Five considerations when moving into new markets
1. Identify the right markets
First, prioritize markets that fit your company’s strengths and where there are synergies. Don’t focus solely on the hottest trends or new areas of interest. Then identify the proper mix of products and services that can best meet customer needs in a way that creates scalable growth. As your portfolio and market focus evolve, the competitive set will change so prepare a response to new rivals as part of your strategy.
2. Recalibrate the go-to-market model
Consider how new business models can impact your sales channel strategies, especially if you are pursuing inorganic growth. Keep customer needs at the center of your plan by developing a future sales strategy aligned to how products and services will be sold (e.g., separately, as a bundle or a subscription service).

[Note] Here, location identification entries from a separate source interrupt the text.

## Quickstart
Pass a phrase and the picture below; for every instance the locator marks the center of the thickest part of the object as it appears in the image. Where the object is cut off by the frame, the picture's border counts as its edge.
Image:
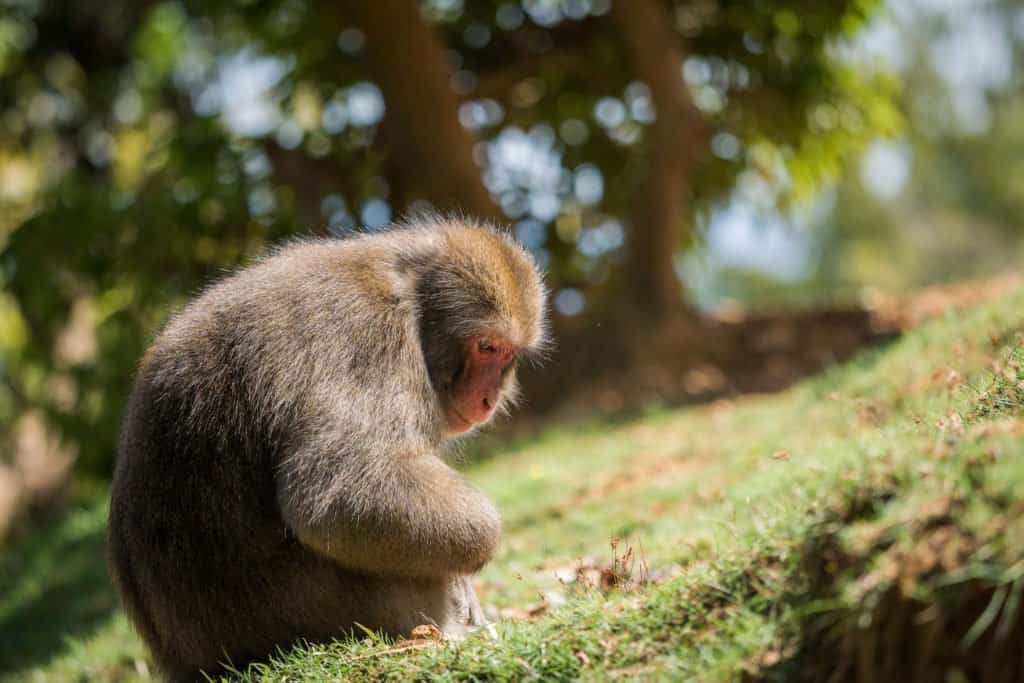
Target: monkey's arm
(399, 515)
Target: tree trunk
(662, 215)
(430, 150)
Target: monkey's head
(482, 313)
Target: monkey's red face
(477, 388)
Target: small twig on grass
(406, 646)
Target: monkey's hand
(411, 516)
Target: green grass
(864, 524)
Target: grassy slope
(864, 523)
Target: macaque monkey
(281, 474)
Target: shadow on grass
(53, 586)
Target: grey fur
(280, 475)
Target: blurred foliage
(941, 200)
(146, 146)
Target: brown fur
(280, 475)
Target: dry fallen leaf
(426, 632)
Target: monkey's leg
(465, 606)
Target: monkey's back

Similarly, reconsider indirect channels as they evolve to account for new customers, capabilities and selling models.
3. Redesign your pricing strategy and monetization model
Invest time up front to understand value drivers of the new portfolio, market and customer segments. Success depends on change management and commercial discipline, especially with salesforces from different markets. Require conditionality in your discounting and build a plan that you can enforce. Finally, enhance pricing analytics to measure true customer profitability and enable salespeople with insights to accelerate growth.
4. Enable “controlled failure” and bold changes
For example, go-to-market teams may need to rethink how they bring a broader set of offerings to customers, and leaders may need to prepare for longer sales cycles. R&D teams may need to pivot product investments toward the company’s new mission and purpose.